Alignment Newsletter #22


Crossposted from the AI Alignment Forum. May contain more technical jargon than usual.


AI Governance: A Research Agenda (Allan Dafoe): A comprehensive document about the research agenda at the Governance of AI Program. This is really long and covers a lot of ground so I'm not going to summarize it, but I highly recommend it, even if you intend to work primarily on technical work.

Technical AI alignment

Agent foundations

Agents and Devices: A Relative Definition of Agency (Laurent Orseau et al): This paper considers the problem of modeling other behavior, either as an agent (trying to achieve some goal) or as a device (that reacts to its environment without any clear goal). They use Bayesian IRL to model behavior as coming from an agent optimizing a reward function, and design their own probability model to model the behavior as coming from a device. They then use Bayes rule to decide whether the behavior is better modeled as an agent or as a device. Since they have a uniform prior over agents and devices, this ends up choosing the one that better fits the data, as measured by log likelihood.

In their toy gridworld, agents are navigating towards particular locations in the gridworld, whereas devices are reacting to their local observation (the type of cell in the gridworld that they are currently facing, as well as the previous action they took). They create a few environments by hand which demonstrate that their method infers the intuitive answer given the behavior.

My opinion: In their experiments, they have two different model classes with very different inductive biases, and their method correctly switches between the two classes depending on which inductive bias works better. One of these classes is the maximization of some reward function, and so we call that the agent class. However, they also talk about using the Solomonoff prior for devices -- in that case, even if we have something we would normally call an agent, if it is even slightly suboptimal, then with enough data the device explanation will win out.

I'm not entirely sure why they are studying this problem in particular -- one reason is explained in the next post, I'll write more about it in that section.

Bottle Caps Aren't Optimisers (Daniel Filan): The previous paper detects optimizers by studying their behavior. However, if the goal is to detect an optimizer before deployment, we need to determine whether an algorithm is performing optimization by studying its source code, without running it. One definition that people have come up with is that an optimizer is something such that the objective function attains higher values than it otherwise would have. However, the author thinks that this definition is insufficient. For example, this would allow us to say that a bottle cap is an optimizer for keeping water inside the bottle. Perhaps in this case we can say that there are simpler descriptions of bottle caps, so those should take precedence. But what about a liver? We could say that a liver is optimizing for its owner's bank balance, since in its absence the bank balance is not going to increase.

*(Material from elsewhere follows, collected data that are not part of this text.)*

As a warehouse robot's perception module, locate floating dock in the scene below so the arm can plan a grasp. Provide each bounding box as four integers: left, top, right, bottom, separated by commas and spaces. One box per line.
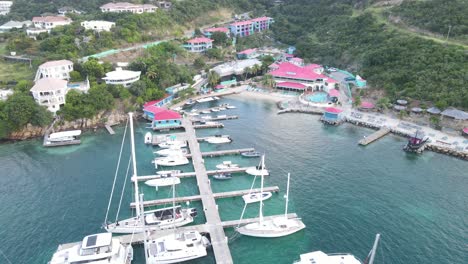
130, 186, 279, 208
359, 127, 390, 146
104, 124, 115, 135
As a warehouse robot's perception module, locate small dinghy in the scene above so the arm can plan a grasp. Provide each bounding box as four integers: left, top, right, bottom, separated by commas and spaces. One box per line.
216, 161, 239, 170
145, 132, 153, 144
241, 151, 261, 158
213, 173, 232, 180
242, 192, 272, 203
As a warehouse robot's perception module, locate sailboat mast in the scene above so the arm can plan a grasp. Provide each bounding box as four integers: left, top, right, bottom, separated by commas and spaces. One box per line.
259, 155, 265, 223
128, 113, 141, 217
284, 172, 291, 219
368, 234, 380, 264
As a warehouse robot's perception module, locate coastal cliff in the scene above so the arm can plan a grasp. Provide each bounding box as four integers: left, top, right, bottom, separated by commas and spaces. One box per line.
8, 110, 128, 140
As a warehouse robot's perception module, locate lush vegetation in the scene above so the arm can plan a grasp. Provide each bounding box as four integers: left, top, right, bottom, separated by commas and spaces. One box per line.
391, 0, 468, 40
271, 0, 468, 108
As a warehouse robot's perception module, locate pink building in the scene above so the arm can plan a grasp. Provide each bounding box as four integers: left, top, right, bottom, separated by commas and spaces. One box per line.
229, 17, 274, 37
184, 37, 213, 52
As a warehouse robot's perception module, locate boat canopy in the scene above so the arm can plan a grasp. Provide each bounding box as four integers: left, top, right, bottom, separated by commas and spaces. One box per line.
49, 130, 81, 139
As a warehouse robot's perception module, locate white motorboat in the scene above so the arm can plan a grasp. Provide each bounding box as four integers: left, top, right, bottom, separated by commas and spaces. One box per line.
145, 177, 180, 187
242, 192, 273, 203
104, 113, 197, 233
294, 234, 380, 264
49, 233, 133, 264
154, 145, 188, 156
197, 97, 214, 103
245, 166, 270, 176
237, 173, 305, 237
158, 140, 187, 148
205, 135, 232, 144
145, 231, 210, 264
145, 132, 153, 144
104, 205, 198, 234
154, 155, 189, 167
216, 161, 239, 170
156, 170, 182, 177
47, 130, 81, 144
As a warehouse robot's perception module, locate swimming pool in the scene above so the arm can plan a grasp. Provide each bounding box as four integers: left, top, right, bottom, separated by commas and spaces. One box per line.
306, 92, 328, 103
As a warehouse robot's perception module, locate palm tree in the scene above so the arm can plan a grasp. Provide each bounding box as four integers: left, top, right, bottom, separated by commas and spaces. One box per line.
208, 71, 221, 87
262, 74, 276, 88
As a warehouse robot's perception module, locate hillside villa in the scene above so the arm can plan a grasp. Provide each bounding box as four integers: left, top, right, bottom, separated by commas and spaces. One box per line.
30, 78, 67, 113
34, 60, 73, 82
26, 16, 72, 37
229, 17, 274, 37
102, 68, 141, 87
0, 1, 13, 15
183, 37, 213, 52
81, 20, 115, 32
203, 27, 229, 38
100, 2, 158, 14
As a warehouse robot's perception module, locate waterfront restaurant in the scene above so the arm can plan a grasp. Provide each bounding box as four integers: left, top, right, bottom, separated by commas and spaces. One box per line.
320, 107, 343, 125
143, 105, 182, 129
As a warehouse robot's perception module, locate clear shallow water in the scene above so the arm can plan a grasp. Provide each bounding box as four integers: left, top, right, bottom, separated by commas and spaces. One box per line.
0, 97, 468, 264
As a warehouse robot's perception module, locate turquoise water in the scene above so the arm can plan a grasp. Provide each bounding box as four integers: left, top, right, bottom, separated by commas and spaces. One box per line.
306, 92, 328, 103
0, 97, 468, 264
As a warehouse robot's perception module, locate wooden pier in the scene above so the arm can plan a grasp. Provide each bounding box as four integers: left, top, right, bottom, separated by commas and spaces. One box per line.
185, 148, 255, 158
359, 127, 390, 146
60, 213, 297, 251
130, 186, 279, 208
104, 124, 115, 135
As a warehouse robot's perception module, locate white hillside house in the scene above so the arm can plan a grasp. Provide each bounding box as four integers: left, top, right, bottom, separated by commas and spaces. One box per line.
30, 78, 67, 113
81, 20, 115, 32
34, 60, 73, 82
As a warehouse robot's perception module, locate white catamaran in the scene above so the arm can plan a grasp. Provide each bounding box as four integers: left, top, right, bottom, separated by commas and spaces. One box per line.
294, 234, 380, 264
237, 173, 305, 237
49, 233, 133, 264
104, 113, 197, 233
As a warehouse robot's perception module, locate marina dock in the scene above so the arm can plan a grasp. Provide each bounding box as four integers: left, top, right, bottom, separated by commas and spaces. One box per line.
130, 186, 279, 208
182, 118, 233, 264
359, 127, 391, 146
132, 167, 253, 181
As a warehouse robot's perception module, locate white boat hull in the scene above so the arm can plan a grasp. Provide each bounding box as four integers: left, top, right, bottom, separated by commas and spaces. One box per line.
242, 192, 273, 204
237, 218, 305, 238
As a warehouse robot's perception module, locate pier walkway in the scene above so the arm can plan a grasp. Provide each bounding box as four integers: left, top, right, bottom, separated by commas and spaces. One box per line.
130, 186, 279, 208
359, 127, 391, 146
182, 118, 233, 264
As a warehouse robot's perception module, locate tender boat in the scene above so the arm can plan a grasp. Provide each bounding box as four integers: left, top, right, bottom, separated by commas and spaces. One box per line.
241, 151, 262, 158
242, 192, 273, 203
213, 173, 232, 180
154, 146, 188, 156
145, 231, 210, 264
205, 135, 232, 144
156, 170, 182, 177
47, 130, 81, 143
294, 234, 380, 264
216, 161, 239, 170
245, 166, 270, 176
237, 173, 305, 237
145, 177, 180, 187
49, 233, 133, 264
154, 155, 189, 167
158, 140, 187, 148
105, 205, 198, 234
197, 97, 214, 103
145, 132, 153, 144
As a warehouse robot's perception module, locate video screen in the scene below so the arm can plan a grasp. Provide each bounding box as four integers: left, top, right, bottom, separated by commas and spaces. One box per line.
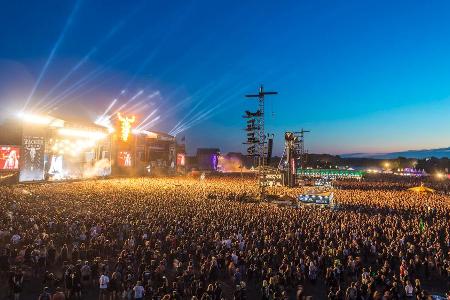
117, 151, 133, 167
177, 153, 186, 167
19, 136, 44, 182
0, 146, 20, 170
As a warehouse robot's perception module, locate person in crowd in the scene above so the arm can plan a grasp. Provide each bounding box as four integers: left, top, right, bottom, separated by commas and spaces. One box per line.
0, 176, 450, 300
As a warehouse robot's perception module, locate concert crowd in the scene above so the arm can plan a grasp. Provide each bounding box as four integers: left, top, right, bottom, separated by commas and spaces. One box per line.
0, 178, 450, 300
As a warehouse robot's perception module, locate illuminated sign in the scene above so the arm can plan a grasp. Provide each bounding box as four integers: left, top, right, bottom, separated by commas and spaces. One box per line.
118, 151, 132, 167
117, 113, 136, 142
0, 146, 19, 170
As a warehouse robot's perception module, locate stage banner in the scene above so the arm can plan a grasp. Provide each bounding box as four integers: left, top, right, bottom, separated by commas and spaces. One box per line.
19, 135, 45, 182
0, 146, 20, 171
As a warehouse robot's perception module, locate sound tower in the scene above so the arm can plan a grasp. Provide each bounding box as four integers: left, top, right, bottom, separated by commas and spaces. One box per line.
267, 138, 273, 166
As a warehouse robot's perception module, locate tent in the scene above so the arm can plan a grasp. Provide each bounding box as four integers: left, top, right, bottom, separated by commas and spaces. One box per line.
408, 185, 434, 193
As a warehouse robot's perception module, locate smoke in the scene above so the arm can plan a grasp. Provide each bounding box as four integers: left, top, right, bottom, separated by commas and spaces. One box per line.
83, 158, 111, 178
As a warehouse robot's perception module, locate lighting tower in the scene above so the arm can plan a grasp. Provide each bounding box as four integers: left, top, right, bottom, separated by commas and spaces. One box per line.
244, 85, 278, 200
294, 128, 311, 168
278, 129, 310, 187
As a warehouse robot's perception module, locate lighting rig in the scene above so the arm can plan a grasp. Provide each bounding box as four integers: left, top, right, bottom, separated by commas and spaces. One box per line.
243, 85, 278, 200
278, 129, 310, 187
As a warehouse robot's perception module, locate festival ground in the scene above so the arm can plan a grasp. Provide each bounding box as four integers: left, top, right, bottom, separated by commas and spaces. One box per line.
0, 177, 450, 299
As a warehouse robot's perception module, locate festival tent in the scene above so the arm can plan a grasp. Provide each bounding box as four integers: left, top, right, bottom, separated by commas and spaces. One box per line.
408, 185, 434, 193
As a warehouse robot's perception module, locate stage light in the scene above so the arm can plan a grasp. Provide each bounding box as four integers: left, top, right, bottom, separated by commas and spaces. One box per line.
58, 128, 106, 140
17, 112, 52, 125
117, 113, 136, 142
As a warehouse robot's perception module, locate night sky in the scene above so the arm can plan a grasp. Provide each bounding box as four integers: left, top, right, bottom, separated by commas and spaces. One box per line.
0, 0, 450, 154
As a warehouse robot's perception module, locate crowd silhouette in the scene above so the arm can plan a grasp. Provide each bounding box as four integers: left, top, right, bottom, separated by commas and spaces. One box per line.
0, 177, 450, 300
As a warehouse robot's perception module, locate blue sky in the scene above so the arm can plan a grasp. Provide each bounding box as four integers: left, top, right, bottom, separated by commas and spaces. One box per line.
0, 0, 450, 153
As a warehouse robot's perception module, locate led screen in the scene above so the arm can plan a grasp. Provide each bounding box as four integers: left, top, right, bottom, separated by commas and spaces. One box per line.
0, 146, 20, 170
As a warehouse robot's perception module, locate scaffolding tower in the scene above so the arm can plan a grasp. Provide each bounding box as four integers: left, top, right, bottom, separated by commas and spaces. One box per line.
244, 85, 278, 201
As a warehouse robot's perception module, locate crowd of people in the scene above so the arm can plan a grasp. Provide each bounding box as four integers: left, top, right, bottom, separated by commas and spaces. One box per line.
0, 178, 450, 300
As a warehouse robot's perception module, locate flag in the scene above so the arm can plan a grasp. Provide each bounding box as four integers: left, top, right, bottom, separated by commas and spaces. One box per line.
419, 218, 425, 232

My opinion: Here, we want a definition of optimization because we're worried about an AI being deployed, optimizing for some metric in the environment, and then doing something unexpected that we don't like but nonetheless does increase the metric (falling prey to Goodhart's law). It seems better to me to talk about "optimizer" and "agent" as models of predicting behavior, not something that is an inherent property of the thing producing the behavior. Under that interpretation, we want to figure out whether the agent model with a particular utility function is a good model for an AI system, by looking at its internals (without running it). It seems particularly important to be able to use this model to predict the behavior in novel situations -- perhaps that's what is needed to make the definition of optimizer avoid the counterexamples in this post. (A bottle cap definitely isn't going to keep water in containers if it is simply lying on a table somewhere.)

Using expected utility for Good(hart) (Stuart Armstrong): If we include all of the uncertainty we have about human values into the utility function, then it seems possible to design an expected utility maximizer that doesn't fall prey to Goodhart's law. The post shows a simple example where there are many variables that may be of interest to humans, but we're not sure which ones. In this case, by incorporating this uncertainty into our proxy utility function, we can design an expected utility maximizer that has conservative behavior that makes sense.

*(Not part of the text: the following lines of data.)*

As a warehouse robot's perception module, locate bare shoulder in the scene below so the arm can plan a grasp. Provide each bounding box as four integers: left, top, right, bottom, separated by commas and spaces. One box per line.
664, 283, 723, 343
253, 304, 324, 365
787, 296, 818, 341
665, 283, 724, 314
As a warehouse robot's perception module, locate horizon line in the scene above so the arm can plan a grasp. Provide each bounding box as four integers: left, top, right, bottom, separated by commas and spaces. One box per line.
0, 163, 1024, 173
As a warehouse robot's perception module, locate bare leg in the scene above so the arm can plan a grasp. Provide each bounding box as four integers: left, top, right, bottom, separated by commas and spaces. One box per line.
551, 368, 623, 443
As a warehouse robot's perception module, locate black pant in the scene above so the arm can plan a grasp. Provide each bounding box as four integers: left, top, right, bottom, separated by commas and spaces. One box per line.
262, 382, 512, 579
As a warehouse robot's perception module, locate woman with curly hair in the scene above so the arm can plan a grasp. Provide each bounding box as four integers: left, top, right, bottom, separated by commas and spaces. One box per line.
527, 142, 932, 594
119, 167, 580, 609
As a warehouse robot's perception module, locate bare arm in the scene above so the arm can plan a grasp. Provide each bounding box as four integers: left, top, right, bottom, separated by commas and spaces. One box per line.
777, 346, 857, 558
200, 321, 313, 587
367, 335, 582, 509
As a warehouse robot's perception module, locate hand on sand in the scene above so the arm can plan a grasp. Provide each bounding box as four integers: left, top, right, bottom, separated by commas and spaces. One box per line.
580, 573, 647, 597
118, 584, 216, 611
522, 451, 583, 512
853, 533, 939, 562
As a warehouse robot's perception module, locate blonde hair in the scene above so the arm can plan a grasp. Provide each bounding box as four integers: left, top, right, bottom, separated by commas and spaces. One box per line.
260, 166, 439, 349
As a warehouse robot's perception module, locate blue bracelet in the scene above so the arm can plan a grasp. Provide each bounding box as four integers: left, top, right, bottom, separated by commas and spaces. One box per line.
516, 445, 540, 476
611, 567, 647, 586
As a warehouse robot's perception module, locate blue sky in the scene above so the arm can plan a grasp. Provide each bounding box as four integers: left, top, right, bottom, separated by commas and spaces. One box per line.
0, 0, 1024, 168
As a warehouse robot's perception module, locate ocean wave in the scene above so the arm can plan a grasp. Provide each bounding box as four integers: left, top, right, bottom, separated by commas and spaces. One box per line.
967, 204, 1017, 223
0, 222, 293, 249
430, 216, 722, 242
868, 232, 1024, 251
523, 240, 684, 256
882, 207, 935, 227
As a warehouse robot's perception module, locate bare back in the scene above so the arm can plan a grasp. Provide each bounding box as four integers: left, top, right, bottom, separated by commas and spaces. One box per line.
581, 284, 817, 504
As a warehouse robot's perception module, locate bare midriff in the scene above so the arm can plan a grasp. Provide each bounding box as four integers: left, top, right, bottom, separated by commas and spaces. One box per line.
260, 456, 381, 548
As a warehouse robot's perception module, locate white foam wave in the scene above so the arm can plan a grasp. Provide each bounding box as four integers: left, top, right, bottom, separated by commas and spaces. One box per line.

My opinion: On the one hand, I'm sympathetic to this view -- for example, I see risk aversion as a heuristic leading to good expected utility maximization for bounded reasoners on large timescales. On the other hand, an EU maximizer still seems hard to align, because whatever utility function it gets, or distribution over utility functions, it will act as though that input is definitely true, which means that anything we fail to model will never make it into the utility function. If you could have some sort of "unresolvable" uncertainty, some reasoning (similar to the problem of induction) suggesting that you can never fully trust your own thoughts to be perfectly correct, that would make me more optimistic about an EU maximization based approach, but I don't think it can be done by just changing the utility function, or by adding a distribution over them.

Corrigibility doesn't always have a good action to take (Stuart Armstrong): Stuart has previously argued that an AI could be put in situations where no matter what it does, it would affect the human's values. In this short post, he notes that if you then say that it is possible to have situations where the AI cannot act corrigibly, then other problems arise, such as how you can create a superintelligent corrigible AI that does anything at all (since any action that it takes would likely affect our values somehow).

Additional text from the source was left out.